City/State:
Tarrytown, New York
Grant Funded:
No
Department:
REV - Revenue Integrity Engagement Team
Work Shift:
Day
Work Days:
MON-FRI
Scheduled Hours:
8:30 AM-5 PM
Scheduled Daily Hours:
7.5 HOURS
Pay Range:
$76,632.04-$95,790.05
Job Summary
The Senior Coding Auditor performs detailed audits of medical cases to ensure accuracy of assigned codes, charges, availability of documented medical records, medical accounts and compares the cases with the itemized bill and overall procedures. The Senior Coding Auditor reviews and audits current and retro accounts, and reports audit outcomes regarding charge errors, percentage of savings or losses for the facility, data processing errors, the performance of the hospital charging system as well as documentation and justification within the medical record and itemized bill. Works cooperatively with the Associate Directors/Director in the identification of process improvement initiatives related to the coding and charging of hospital services. The Senior Coding Auditor provides guidance and support to the Coding Auditors as requested or required. The Senior Coding Auditor also assists with quality assurance reviews, data analysis, workload monitoring and distribution, and training. 75% of time allocated towards Chart/Coding Review, 25% for other duties.
Qualifications:
- Bachelor's degree (or equivalent) in Nursing, health-related field , Accounting, Finance , Management or related field and a minimum of 2 years of related experience, or an equivalent combination of education and work experience Required
- Work experience with PCs, word processing, spreadsheets, graphs, and database software applications.
- Proficient in payment review systems, hospital information systems, clinical record information systems, insurance terms and payment and some coding methodologies. Knowledge of revenue codes CPT/HCPCS, billing and coding edits (i.e, CCI, OCE, MUE, LCD/NCD) and billing and reimbursement practices
- Strong quantitative, analytical, and communication skills required.
- Understand medical record , hospital bills, insurance terms, payment methodologies and the charge master.

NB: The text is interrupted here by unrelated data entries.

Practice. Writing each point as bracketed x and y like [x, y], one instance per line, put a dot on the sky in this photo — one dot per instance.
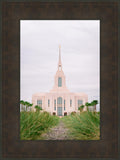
[80, 55]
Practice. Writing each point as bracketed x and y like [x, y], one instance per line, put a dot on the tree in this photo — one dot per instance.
[81, 108]
[94, 103]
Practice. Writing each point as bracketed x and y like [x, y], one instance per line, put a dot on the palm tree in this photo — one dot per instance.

- Knowledge of regulatory agencies requirements (JCAHO, CMS & Medicaid) and remain current on new regulations, policies and procedures.

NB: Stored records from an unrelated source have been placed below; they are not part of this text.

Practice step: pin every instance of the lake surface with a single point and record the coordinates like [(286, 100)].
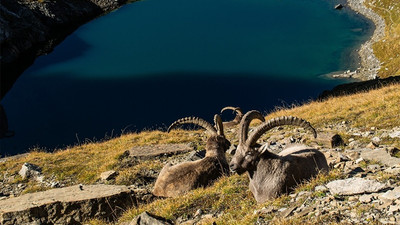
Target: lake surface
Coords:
[(155, 61)]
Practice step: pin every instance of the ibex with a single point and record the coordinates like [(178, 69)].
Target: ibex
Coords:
[(236, 120), (178, 179), (272, 175)]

- Knowledge of coding guidelines, both ICD-10-CM and CPT-4 and understands CMS (formerly HCFA) Memos and Transmittals and all ancillary department functions for the facility.
- Knowledge of hospital clinical and financial IT applications is required.
- Understanding of the charge capture and the charge creation process is required.
- Understanding of the bill compilation and presentation process is required.
- Understanding of UB-04, itemized statement and medical records in addition to the familiarity with all ancillary department functions for the facility.
- Previous clinical experience in an acute care facility is preferred.
- Certifications/Registrations preferred: American Health Information Association (AHIMA); Registered Health Information Technician (RHIT); Registered Health Information Administrator (RHIA); Certified Coding Specialist (CCS); or Certified Procedural Coder, Hospital (CPC-H).
Montefiore Medical Center is an equal employment opportunity employer. Montefiore Medical Center will recruit, hire, train, transfer, promote, layoff and discharge associates in all job classifications without regard to their race, color, religion, creed, national origin, alienage or citizenship status, age, gender, actual or presumed disability, history of disability, sexual orientation, gender identity, gender expression, genetic predisposition or carrier status, pregnancy, military status, marital status, or partnership status, or any other characteristic protected by law.